First published in the December 2025 issue of Street Machine

Just ask Larry Kavanagh. Larry is the saviour of the HDT LC GTR XU-1 Torana nicknamed Saggy Sarah (SM, Feb ’11). A race car since she rolled off the line in 1970, this storied machine spent 80,000 miles competing around Australia and the South Pacific in rally, rallycross and touring car events. She was then abandoned in a barn before being rediscovered and saved by Larry.

While he estimates he’s covered around 850 laps over his 15 years of racing the LC, Larry says the inside of its blown 202 Holden six – which replaced the original 186 – is still clean as a whistle. “The engine was built 20 years ago,” he says. “The bearing shells still had white metal showing. Up until April this year, I hadn’t had the rocker cover off, as I don’t wring its neck on the track because of the car’s history. I pulled it out because I wanted to replace some gaskets chasing oil leaks, and replace the worn-out valve springs and check the bearings.”

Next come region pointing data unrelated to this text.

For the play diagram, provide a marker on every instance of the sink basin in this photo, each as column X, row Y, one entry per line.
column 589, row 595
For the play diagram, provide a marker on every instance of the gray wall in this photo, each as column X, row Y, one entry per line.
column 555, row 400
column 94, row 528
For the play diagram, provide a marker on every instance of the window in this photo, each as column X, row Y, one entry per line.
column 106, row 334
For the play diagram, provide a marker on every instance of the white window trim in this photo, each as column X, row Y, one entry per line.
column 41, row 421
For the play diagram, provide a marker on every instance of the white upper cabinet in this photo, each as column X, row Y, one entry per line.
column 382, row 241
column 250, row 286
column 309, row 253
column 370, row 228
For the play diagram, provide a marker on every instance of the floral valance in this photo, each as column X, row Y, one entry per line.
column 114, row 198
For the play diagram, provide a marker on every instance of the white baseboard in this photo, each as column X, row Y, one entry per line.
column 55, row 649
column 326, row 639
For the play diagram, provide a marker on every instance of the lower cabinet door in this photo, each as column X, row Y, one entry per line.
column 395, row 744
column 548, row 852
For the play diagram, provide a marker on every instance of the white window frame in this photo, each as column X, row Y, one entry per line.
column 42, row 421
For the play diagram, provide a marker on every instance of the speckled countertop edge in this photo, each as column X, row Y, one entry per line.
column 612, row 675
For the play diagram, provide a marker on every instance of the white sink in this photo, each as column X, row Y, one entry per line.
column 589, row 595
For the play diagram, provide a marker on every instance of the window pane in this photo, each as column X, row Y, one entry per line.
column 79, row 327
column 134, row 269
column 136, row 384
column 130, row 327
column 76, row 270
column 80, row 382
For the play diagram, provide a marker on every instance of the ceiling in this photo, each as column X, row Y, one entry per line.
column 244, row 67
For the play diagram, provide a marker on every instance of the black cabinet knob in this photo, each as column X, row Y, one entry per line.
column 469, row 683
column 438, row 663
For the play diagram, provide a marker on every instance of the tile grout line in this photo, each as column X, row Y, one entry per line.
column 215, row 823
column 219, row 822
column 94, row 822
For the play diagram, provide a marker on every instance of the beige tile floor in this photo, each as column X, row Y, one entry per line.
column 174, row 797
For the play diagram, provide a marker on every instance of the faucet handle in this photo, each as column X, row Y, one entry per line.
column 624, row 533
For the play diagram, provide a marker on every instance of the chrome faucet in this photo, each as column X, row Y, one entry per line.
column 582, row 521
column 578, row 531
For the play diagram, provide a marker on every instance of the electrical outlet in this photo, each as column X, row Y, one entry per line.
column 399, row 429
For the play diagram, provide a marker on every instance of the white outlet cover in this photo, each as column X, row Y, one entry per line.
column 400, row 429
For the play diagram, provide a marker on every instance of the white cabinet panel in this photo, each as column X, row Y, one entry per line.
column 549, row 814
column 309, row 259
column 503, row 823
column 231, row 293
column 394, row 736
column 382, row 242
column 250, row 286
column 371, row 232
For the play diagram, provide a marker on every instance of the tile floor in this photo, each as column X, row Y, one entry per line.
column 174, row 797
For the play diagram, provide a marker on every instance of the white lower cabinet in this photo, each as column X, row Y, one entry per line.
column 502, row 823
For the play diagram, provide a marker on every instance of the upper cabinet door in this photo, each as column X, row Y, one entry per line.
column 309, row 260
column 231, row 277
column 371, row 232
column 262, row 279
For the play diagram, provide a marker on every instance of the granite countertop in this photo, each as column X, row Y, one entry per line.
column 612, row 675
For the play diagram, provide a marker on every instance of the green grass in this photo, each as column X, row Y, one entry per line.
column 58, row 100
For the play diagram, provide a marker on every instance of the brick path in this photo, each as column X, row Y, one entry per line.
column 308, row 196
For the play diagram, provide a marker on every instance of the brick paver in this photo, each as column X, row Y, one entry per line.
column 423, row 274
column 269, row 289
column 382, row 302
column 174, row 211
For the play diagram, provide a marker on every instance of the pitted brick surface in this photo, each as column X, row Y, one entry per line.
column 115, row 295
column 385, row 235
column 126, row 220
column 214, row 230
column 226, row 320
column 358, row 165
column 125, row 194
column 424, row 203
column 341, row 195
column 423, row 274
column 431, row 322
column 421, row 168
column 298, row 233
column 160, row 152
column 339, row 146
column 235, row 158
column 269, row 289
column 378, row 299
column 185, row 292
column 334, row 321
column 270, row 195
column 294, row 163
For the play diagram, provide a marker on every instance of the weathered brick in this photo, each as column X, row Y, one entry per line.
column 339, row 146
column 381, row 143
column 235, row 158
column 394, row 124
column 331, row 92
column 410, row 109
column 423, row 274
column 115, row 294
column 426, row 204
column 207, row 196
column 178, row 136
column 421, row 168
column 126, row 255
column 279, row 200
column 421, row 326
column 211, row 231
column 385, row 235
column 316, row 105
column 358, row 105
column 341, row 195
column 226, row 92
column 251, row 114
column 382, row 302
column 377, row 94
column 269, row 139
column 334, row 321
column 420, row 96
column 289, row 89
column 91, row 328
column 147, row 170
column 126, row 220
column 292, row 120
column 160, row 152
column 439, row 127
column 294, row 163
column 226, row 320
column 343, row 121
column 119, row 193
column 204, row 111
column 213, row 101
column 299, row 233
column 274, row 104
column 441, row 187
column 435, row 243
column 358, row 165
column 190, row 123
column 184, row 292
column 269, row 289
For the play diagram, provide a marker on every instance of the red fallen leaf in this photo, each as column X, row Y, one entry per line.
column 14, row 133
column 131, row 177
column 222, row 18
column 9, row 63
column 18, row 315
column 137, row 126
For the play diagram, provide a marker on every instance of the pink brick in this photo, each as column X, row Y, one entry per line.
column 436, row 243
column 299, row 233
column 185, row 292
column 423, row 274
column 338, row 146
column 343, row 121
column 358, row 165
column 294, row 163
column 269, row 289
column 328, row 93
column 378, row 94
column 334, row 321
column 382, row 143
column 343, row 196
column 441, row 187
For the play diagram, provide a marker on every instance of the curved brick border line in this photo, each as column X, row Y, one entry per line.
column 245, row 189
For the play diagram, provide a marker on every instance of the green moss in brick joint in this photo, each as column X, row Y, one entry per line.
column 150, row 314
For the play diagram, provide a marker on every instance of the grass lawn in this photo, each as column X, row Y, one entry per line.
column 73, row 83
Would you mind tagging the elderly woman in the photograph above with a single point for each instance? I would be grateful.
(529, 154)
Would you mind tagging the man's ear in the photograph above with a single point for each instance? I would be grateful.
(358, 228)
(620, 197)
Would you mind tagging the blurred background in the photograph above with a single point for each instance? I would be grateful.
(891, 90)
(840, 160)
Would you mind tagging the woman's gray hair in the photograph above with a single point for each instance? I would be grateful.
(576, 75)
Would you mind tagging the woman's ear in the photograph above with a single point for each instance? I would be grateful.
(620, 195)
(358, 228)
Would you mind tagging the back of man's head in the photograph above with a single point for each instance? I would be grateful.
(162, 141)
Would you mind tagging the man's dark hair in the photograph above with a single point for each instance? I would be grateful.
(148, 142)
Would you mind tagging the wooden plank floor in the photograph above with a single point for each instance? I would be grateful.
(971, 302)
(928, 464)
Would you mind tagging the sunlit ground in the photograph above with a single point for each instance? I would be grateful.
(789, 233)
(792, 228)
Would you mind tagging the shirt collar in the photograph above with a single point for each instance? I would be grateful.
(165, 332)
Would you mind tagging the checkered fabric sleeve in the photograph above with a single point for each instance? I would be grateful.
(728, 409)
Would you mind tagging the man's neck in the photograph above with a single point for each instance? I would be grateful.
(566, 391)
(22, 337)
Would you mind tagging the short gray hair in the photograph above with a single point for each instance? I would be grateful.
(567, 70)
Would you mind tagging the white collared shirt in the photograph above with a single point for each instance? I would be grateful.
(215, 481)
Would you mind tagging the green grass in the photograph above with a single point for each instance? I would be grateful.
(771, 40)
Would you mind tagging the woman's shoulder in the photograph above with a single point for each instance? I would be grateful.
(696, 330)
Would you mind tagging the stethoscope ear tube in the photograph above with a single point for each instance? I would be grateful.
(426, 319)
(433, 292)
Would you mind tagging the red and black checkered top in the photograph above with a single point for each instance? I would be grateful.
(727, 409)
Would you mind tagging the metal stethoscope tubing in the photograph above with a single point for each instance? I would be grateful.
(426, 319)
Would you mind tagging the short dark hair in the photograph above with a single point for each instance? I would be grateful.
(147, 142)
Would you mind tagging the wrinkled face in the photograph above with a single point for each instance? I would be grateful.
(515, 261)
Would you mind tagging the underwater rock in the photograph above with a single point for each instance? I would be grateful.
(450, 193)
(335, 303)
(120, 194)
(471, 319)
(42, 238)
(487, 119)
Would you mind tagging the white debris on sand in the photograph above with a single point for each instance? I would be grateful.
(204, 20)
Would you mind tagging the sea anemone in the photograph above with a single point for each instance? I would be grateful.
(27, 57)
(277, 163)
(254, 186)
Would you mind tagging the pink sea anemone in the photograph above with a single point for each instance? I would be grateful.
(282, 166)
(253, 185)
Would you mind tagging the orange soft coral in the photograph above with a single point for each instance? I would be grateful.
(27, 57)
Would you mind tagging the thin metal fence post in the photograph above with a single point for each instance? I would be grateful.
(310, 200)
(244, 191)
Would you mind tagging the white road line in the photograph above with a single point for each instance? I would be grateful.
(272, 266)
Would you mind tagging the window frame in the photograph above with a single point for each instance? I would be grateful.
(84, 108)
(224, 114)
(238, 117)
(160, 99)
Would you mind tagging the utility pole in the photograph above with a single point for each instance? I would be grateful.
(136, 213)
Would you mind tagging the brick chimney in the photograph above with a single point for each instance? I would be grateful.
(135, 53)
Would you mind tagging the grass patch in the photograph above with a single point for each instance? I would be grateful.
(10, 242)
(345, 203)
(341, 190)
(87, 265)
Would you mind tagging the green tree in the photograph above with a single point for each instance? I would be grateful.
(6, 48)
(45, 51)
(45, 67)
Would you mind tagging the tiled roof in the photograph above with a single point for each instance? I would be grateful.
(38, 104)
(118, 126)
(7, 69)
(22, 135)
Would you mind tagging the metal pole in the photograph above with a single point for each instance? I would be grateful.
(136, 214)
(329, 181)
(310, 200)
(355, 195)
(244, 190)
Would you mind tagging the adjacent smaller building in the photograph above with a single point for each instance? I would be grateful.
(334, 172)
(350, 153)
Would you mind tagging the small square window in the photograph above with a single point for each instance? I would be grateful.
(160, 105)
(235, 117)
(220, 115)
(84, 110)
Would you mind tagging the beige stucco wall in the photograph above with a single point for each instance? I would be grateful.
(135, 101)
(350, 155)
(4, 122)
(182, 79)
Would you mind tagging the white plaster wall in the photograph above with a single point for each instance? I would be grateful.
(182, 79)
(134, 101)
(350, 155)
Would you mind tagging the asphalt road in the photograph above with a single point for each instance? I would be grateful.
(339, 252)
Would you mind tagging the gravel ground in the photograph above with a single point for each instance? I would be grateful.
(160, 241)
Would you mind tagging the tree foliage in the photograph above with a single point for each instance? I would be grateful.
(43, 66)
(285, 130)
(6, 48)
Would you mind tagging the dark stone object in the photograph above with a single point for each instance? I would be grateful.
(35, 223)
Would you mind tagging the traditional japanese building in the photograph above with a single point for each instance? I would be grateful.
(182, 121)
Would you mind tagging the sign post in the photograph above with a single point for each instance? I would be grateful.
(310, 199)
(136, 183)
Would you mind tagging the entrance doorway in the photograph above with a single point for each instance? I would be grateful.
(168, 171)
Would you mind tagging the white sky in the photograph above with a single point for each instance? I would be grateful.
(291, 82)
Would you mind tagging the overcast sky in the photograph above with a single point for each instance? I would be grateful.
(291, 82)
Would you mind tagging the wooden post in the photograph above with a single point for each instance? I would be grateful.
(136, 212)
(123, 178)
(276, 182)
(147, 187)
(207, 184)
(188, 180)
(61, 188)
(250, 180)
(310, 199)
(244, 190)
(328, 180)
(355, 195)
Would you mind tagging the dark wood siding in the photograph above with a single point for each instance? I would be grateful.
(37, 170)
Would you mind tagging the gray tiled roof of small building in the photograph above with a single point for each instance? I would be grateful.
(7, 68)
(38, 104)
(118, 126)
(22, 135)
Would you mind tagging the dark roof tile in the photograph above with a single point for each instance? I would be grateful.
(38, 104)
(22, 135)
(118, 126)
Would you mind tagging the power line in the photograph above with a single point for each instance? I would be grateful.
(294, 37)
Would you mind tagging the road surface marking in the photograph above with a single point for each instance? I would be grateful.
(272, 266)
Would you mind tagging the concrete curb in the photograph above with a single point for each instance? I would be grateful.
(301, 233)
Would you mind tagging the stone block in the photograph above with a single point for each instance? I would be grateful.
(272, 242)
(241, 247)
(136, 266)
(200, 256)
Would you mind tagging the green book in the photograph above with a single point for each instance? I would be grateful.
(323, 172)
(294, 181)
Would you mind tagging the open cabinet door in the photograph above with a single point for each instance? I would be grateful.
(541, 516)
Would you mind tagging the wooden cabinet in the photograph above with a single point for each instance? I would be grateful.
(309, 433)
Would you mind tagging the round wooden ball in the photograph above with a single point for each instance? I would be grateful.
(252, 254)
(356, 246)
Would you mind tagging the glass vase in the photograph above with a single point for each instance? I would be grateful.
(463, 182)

Despite all its race work, the mill isn’t as exotic as you might think. “It’s a 202ci Holden block, with a blue 202 crank that’s cross-drilled and balanced, Starfire rods, and forged dished pistons to drop the compression for the blower,” Larry explains. “The head is a ’72 HDT XU-1 Bathurst head, which has had a bit of a tickle, but nothing crazy. It has Yella Terra rockers with screw-in studs, and the cam is a fairly mild grind with solid lifters.
“The blower has been on the car since ’81, and that carburettor since about ’84. It has VK Commodore electronic ignition that’s been recurved, and a modified oil pan with increased capacity.”

Larry keeps the boost under 10psi, and by limiting himself to 6000rpm on-track, he’s only lost one blower belt in 14 years.
The force-fed 202 previously spun up 320hp on the dyno, but it’s received better-flowing headers since then, which dropped the boost back. Larry isn’t sure what the stout six makes today, apart from huge smiles from motorsport veterans who remember Saggy Sarah fondly.



“It’s the history of these cars that makes them important,” Larry says. “The LC retains the two-pack expander foam in the chassis rails, which Harry Firth did to add some chassis stiffness, and I’ve tried to keep a little bit of everyone in the car. The only thing we did was put another set of valve springs
in it.”
Hopefully this means Saggy Sarah and its blown 202 are ready for another half-century of action on race tracks around Australia.
HISTORY CLASS

The blower is a Godfrey Marshall K300 that originally saw duty on a Fokker Friendship aircraft. It was fitted to the hot 202 by Saggy Sarah’s 1977-’83 custodian, Bruce Watt, who evolved the LC into a Sports Sedan from its rallying days. The Weber 48 IDA carb is mounted on an Ian Tate-made tube manifold originally built for Peter Brock’s rallycross Torana, ‘The Beast’.